8.1 Introduction to surveys
8.2 Methodological approaches
8.3 Doing survey research
8.4 Statistical Analysis
8.4.1 Descriptive statistics
8.4.2 Exploring relationships
8.4.2.1 Association
8.4.2.2 Crosstabulation
8.4.2.3 Correlation and regression (bivariate)
8.4.2.3.1 Bivariate analysis
8.4.2.3.1.1 Worked Example
8.4.2.3.2 Coefficient of determination
8.4.2.3.3 Correlation coefficient for ordinal data
8.4.2.4 Multivariate analysis
8.4.3 Analysing samples
8.4.4 Report writing
8.5 Summary and conclusion
Activity 8.3.12.11
Activity 8.3.12.12
8.4.2.3 Correlation and regression
Correlation and regression procedures are used to measure the relationship between two or more variables, usually when the data is of an interval scale. This is something of a problem for social science given that so much data is not of an interval scale.

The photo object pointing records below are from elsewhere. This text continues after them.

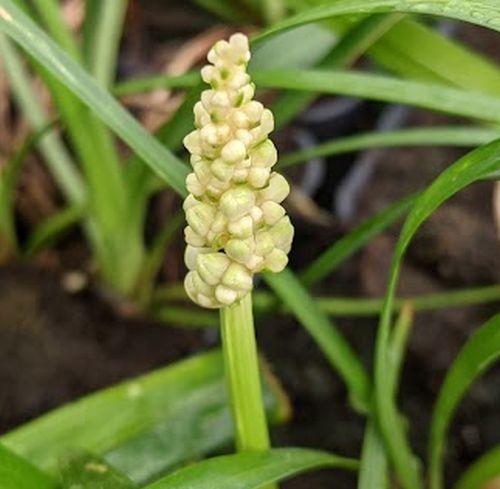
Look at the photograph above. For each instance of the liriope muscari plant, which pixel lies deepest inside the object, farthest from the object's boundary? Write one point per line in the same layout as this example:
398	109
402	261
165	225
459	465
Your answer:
236	225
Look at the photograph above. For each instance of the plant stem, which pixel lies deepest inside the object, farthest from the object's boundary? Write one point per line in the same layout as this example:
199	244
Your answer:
242	376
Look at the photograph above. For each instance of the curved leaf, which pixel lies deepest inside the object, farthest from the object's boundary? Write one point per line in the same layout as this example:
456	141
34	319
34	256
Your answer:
481	471
429	136
475	165
485	13
480	351
24	31
292	293
455	101
18	473
251	470
85	471
151	423
339	251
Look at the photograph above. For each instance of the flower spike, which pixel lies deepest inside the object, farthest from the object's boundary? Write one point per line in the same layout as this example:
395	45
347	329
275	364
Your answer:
236	225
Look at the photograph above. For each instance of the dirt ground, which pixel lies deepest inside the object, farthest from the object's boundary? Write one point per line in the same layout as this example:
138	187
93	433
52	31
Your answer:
56	346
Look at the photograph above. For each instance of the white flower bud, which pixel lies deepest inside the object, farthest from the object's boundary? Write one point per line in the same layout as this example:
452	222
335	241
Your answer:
237	226
233	151
276	190
212	266
237	202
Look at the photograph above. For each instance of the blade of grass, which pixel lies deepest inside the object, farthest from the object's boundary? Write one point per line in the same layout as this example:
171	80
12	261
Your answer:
388	89
154	258
50	230
8	181
18	473
435	58
345	247
482	471
57	158
480	351
251	470
338	306
85	471
150	83
170	415
475	165
17	25
105	40
373	470
288	288
351	46
354	306
485	13
460	136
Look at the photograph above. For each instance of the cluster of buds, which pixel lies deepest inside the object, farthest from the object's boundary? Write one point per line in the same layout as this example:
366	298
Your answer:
236	225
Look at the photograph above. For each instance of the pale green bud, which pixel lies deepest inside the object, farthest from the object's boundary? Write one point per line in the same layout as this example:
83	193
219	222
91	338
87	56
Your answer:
237	277
191	255
212	266
277	189
276	261
236	202
237	226
233	151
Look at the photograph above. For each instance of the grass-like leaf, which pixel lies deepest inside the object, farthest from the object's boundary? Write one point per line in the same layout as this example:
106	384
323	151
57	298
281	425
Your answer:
85	471
51	147
145	425
485	13
482	471
388	89
477	355
460	136
474	166
18	473
24	31
295	297
8	181
428	55
345	247
251	470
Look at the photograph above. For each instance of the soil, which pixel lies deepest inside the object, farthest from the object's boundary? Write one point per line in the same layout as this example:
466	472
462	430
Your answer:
56	345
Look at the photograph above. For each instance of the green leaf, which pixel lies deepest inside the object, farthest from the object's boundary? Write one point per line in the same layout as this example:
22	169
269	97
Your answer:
460	136
482	471
24	31
251	470
352	45
151	423
477	355
330	341
85	471
388	89
346	246
149	83
8	182
106	40
473	166
18	473
373	471
50	230
485	13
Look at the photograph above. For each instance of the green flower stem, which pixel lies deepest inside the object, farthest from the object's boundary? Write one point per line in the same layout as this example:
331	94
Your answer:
242	376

However, when interval scale data is available grouping the data into categories in order to construct readable crosstabulations loses the precision of the original data.
Grouped categories help us to get a picture of interval scale data (such as age data) but for analytic purposes you get a much better idea of the relationship between two interval scale variables (such as age and income) if you compare the original data rather than the grouped categories.
Correlation and regression analysis uses the original ungrouped data and are thus more powerful than measures of association applied to crosstabulated data.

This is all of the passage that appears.